They were characteristics that saw Raul register a total of 978 career games and a total of 421 goals at a rate of 0.43 goals per game. It was not Raul’s style to spurn chances. The epitome of his dedication and will to find the net were in effect on his final Madrid game as he hobbled onto a cross from Cristiano Ronaldo, whilst visibly carrying an injury, to slide the ball home with his last ever touch for the club.
He left Madrid for Schalke holding a plethora of records having surpassed both Alfredo Di Stefano as the club’s top goalscorer and Manilo Sanchez as the record league appearance holder. He remains the top currently active La Liga scorer with 228 league goals and a winner of the prestigious Marca Leyanda award back in 2009.
It was all this that earned him, together with Casillas, a “contract for life” in 2008 but after troubles with injury in 2010, it was in July when he announced his trophy-laden, award-riddled time in the Spanish capital would be over.
Lucrative offers from the United States and Qatar came in but Raul chose the Champions League of Schalke and despite a role change from main striker to playing in the gap just behind Klaas Jan-Huntelaar, the goals still flowed and so did the trophies.
Schalke won the DFB Pokal and the DFL-Supercup, as well as reaching the semi-finals of the Champions League, while Raul and Huntelaar struck a deadly partnership, the Spaniard hitting 40 goals in 98 games alongside his Dutch partner who notched 61 goals in the same two year period.
It was testament to his time in Germany that after just two years, Schalke retired his number 7 shirt out of respect for the prolific attacker who concluded his time in Europe by joining Al Sadd. Typically, he scored 9 goals in 22 appearances to win the club their first title in five years and he also became captain, his ability to become an entity that transcends the club has clearly not yet ceased.
He will be back in the Bernabeu for one night of friendly action where he will play a part in a tribute to a man he will surely join in legendary status when his career is looked at with hindsight. It was goals, goals and more goals, all done without the arrogance or hubris that flaws so many of the game’s modern pros or the indiscipline that can fall so many, he has picked up just 13 yellow cards and 0 reds during his career that is now entering its 20th year.

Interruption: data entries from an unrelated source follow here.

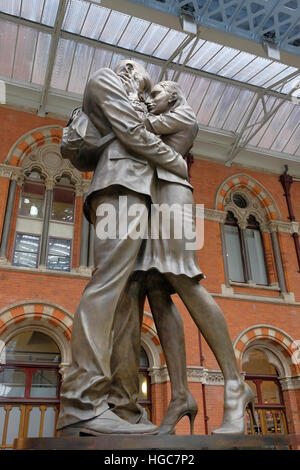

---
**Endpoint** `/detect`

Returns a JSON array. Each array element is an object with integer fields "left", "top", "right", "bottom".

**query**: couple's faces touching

[
  {"left": 115, "top": 60, "right": 177, "bottom": 115},
  {"left": 147, "top": 83, "right": 176, "bottom": 115}
]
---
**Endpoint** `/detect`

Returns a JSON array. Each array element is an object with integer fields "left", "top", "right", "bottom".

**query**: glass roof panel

[
  {"left": 263, "top": 67, "right": 297, "bottom": 87},
  {"left": 174, "top": 38, "right": 206, "bottom": 64},
  {"left": 118, "top": 17, "right": 150, "bottom": 50},
  {"left": 62, "top": 0, "right": 89, "bottom": 34},
  {"left": 176, "top": 72, "right": 196, "bottom": 98},
  {"left": 146, "top": 63, "right": 162, "bottom": 84},
  {"left": 223, "top": 88, "right": 256, "bottom": 132},
  {"left": 0, "top": 19, "right": 18, "bottom": 77},
  {"left": 234, "top": 57, "right": 272, "bottom": 82},
  {"left": 81, "top": 4, "right": 110, "bottom": 39},
  {"left": 13, "top": 25, "right": 38, "bottom": 82},
  {"left": 209, "top": 85, "right": 240, "bottom": 129},
  {"left": 31, "top": 32, "right": 51, "bottom": 85},
  {"left": 188, "top": 77, "right": 211, "bottom": 114},
  {"left": 218, "top": 52, "right": 255, "bottom": 78},
  {"left": 197, "top": 80, "right": 225, "bottom": 125},
  {"left": 136, "top": 23, "right": 169, "bottom": 55},
  {"left": 249, "top": 62, "right": 288, "bottom": 86},
  {"left": 0, "top": 0, "right": 21, "bottom": 16},
  {"left": 68, "top": 43, "right": 95, "bottom": 95},
  {"left": 99, "top": 10, "right": 130, "bottom": 45},
  {"left": 202, "top": 47, "right": 240, "bottom": 73},
  {"left": 153, "top": 29, "right": 187, "bottom": 60},
  {"left": 90, "top": 49, "right": 113, "bottom": 76},
  {"left": 250, "top": 100, "right": 293, "bottom": 148},
  {"left": 51, "top": 38, "right": 76, "bottom": 90},
  {"left": 187, "top": 41, "right": 223, "bottom": 69},
  {"left": 283, "top": 119, "right": 300, "bottom": 155},
  {"left": 42, "top": 0, "right": 59, "bottom": 26},
  {"left": 272, "top": 105, "right": 300, "bottom": 152},
  {"left": 20, "top": 0, "right": 44, "bottom": 23},
  {"left": 273, "top": 74, "right": 300, "bottom": 96},
  {"left": 109, "top": 53, "right": 134, "bottom": 69}
]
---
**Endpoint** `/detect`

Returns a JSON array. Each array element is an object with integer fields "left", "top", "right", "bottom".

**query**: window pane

[
  {"left": 51, "top": 188, "right": 74, "bottom": 222},
  {"left": 243, "top": 349, "right": 277, "bottom": 375},
  {"left": 140, "top": 348, "right": 149, "bottom": 367},
  {"left": 245, "top": 380, "right": 258, "bottom": 403},
  {"left": 260, "top": 380, "right": 280, "bottom": 403},
  {"left": 5, "top": 330, "right": 60, "bottom": 362},
  {"left": 13, "top": 251, "right": 37, "bottom": 268},
  {"left": 138, "top": 374, "right": 148, "bottom": 400},
  {"left": 19, "top": 181, "right": 45, "bottom": 219},
  {"left": 224, "top": 225, "right": 245, "bottom": 282},
  {"left": 13, "top": 233, "right": 40, "bottom": 268},
  {"left": 0, "top": 369, "right": 26, "bottom": 397},
  {"left": 47, "top": 238, "right": 71, "bottom": 271},
  {"left": 246, "top": 228, "right": 268, "bottom": 285},
  {"left": 30, "top": 369, "right": 58, "bottom": 398}
]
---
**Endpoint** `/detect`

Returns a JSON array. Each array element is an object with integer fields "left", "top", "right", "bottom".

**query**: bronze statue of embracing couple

[{"left": 57, "top": 60, "right": 254, "bottom": 436}]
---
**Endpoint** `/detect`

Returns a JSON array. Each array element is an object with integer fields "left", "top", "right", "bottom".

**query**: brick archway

[
  {"left": 233, "top": 325, "right": 300, "bottom": 376},
  {"left": 4, "top": 126, "right": 62, "bottom": 167},
  {"left": 215, "top": 173, "right": 280, "bottom": 221},
  {"left": 0, "top": 302, "right": 73, "bottom": 341}
]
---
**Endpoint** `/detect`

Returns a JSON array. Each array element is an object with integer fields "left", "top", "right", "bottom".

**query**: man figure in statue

[
  {"left": 57, "top": 60, "right": 188, "bottom": 435},
  {"left": 110, "top": 81, "right": 254, "bottom": 434}
]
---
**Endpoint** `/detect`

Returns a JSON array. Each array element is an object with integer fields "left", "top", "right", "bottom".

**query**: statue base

[{"left": 14, "top": 434, "right": 300, "bottom": 451}]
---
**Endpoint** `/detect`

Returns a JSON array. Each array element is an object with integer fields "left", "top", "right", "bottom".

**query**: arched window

[
  {"left": 223, "top": 192, "right": 269, "bottom": 285},
  {"left": 12, "top": 171, "right": 45, "bottom": 268},
  {"left": 12, "top": 170, "right": 75, "bottom": 271},
  {"left": 0, "top": 330, "right": 61, "bottom": 449},
  {"left": 138, "top": 348, "right": 151, "bottom": 420},
  {"left": 243, "top": 348, "right": 288, "bottom": 434},
  {"left": 47, "top": 176, "right": 75, "bottom": 271},
  {"left": 245, "top": 214, "right": 268, "bottom": 285},
  {"left": 224, "top": 211, "right": 246, "bottom": 282}
]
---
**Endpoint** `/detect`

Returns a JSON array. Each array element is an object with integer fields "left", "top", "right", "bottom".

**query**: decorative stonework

[
  {"left": 279, "top": 375, "right": 300, "bottom": 391},
  {"left": 204, "top": 208, "right": 227, "bottom": 224},
  {"left": 0, "top": 301, "right": 73, "bottom": 341},
  {"left": 233, "top": 325, "right": 300, "bottom": 376},
  {"left": 149, "top": 365, "right": 224, "bottom": 386},
  {"left": 215, "top": 174, "right": 280, "bottom": 225},
  {"left": 267, "top": 220, "right": 300, "bottom": 234}
]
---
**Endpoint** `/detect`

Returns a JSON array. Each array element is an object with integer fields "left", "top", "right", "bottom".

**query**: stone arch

[
  {"left": 141, "top": 312, "right": 166, "bottom": 368},
  {"left": 4, "top": 125, "right": 84, "bottom": 188},
  {"left": 215, "top": 173, "right": 281, "bottom": 224},
  {"left": 0, "top": 301, "right": 73, "bottom": 364},
  {"left": 233, "top": 324, "right": 300, "bottom": 376},
  {"left": 4, "top": 125, "right": 62, "bottom": 167}
]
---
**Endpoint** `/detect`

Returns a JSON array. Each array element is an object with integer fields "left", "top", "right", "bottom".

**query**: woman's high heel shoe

[
  {"left": 212, "top": 381, "right": 258, "bottom": 434},
  {"left": 158, "top": 394, "right": 198, "bottom": 434}
]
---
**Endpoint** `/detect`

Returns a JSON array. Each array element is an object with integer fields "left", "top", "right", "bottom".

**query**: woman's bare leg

[{"left": 147, "top": 271, "right": 198, "bottom": 433}]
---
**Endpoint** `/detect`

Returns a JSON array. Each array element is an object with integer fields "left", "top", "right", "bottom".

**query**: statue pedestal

[{"left": 14, "top": 434, "right": 300, "bottom": 452}]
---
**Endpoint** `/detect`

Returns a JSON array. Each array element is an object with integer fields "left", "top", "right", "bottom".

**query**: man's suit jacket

[{"left": 82, "top": 68, "right": 190, "bottom": 221}]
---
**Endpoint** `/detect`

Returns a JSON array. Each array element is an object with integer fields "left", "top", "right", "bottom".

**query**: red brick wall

[{"left": 0, "top": 107, "right": 300, "bottom": 433}]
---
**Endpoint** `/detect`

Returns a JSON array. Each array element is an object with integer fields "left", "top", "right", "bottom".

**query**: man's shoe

[{"left": 60, "top": 410, "right": 158, "bottom": 437}]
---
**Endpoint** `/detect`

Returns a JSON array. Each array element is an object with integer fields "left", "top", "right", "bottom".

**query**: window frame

[
  {"left": 223, "top": 213, "right": 270, "bottom": 288},
  {"left": 17, "top": 176, "right": 46, "bottom": 221},
  {"left": 49, "top": 183, "right": 76, "bottom": 225},
  {"left": 46, "top": 235, "right": 73, "bottom": 273},
  {"left": 0, "top": 361, "right": 62, "bottom": 404},
  {"left": 11, "top": 232, "right": 42, "bottom": 269}
]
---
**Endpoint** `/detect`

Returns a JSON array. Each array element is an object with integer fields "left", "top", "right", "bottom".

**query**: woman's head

[{"left": 148, "top": 80, "right": 186, "bottom": 114}]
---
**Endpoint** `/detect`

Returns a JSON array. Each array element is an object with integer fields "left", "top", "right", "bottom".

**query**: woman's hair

[{"left": 157, "top": 80, "right": 187, "bottom": 108}]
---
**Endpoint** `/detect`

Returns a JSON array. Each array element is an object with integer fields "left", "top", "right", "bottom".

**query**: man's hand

[{"left": 119, "top": 73, "right": 139, "bottom": 101}]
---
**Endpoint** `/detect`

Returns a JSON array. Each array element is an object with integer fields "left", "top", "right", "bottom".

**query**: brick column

[{"left": 261, "top": 232, "right": 277, "bottom": 285}]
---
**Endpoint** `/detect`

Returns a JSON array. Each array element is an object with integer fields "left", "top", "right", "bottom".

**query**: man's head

[
  {"left": 147, "top": 81, "right": 186, "bottom": 115},
  {"left": 115, "top": 59, "right": 152, "bottom": 99}
]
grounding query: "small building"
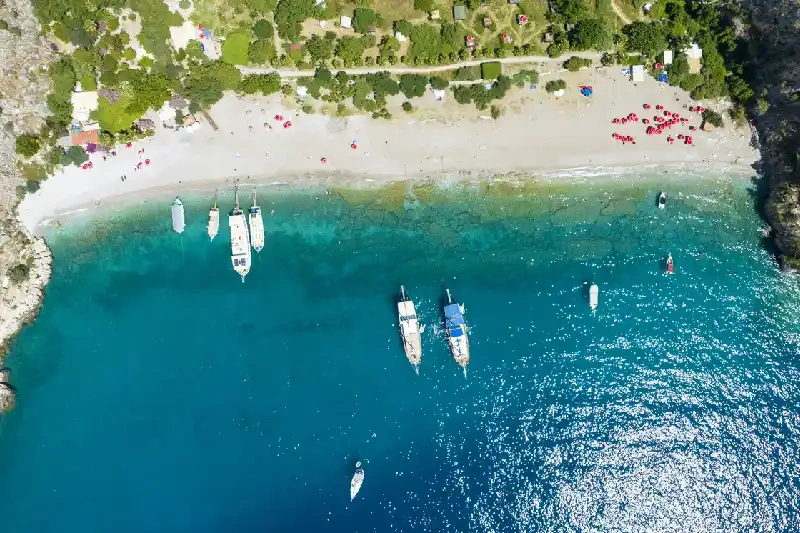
[70,83,100,122]
[683,43,703,74]
[135,118,156,133]
[70,129,100,147]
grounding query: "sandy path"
[20,72,758,230]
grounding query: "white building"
[70,83,100,122]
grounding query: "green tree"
[569,18,611,50]
[8,263,30,284]
[400,74,428,98]
[336,37,365,65]
[305,34,336,65]
[622,20,667,57]
[353,7,377,34]
[253,19,275,39]
[247,39,275,65]
[553,0,588,24]
[16,133,42,157]
[222,30,250,65]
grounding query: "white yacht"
[444,289,469,377]
[589,283,600,311]
[350,461,364,501]
[250,189,264,252]
[208,192,219,241]
[228,187,250,283]
[172,198,186,233]
[397,285,422,374]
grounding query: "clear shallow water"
[0,179,800,533]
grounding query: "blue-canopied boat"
[444,289,469,377]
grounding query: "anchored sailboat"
[350,461,364,501]
[250,189,264,252]
[397,285,422,374]
[172,198,186,233]
[228,185,250,283]
[444,289,469,377]
[208,191,219,241]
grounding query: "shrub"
[544,80,567,93]
[253,19,275,39]
[16,133,42,157]
[481,61,503,80]
[8,263,30,283]
[222,30,250,65]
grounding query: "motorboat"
[350,461,364,501]
[444,289,469,377]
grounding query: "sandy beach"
[19,69,758,232]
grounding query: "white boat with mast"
[172,198,186,233]
[228,185,250,283]
[350,461,364,501]
[397,285,424,374]
[444,289,469,377]
[250,188,264,252]
[208,191,219,241]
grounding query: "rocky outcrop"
[0,0,53,411]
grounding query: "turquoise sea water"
[0,180,800,533]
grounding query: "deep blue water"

It will be a career that, when glanced back upon, reads a tonne of goals and an array of silverware and individual honours that span far down the page but there will be one glaring absence in his inability to win the Balon D’Or award.
It will not bother Raul too much, a player who has become synonymous with one of the world’s biggest clubs and back on that night in Zaragoza, when he was given the task of inheriting the famous role of Butragueno, it would have been impossible to predict the teenager would go on to achieve so much.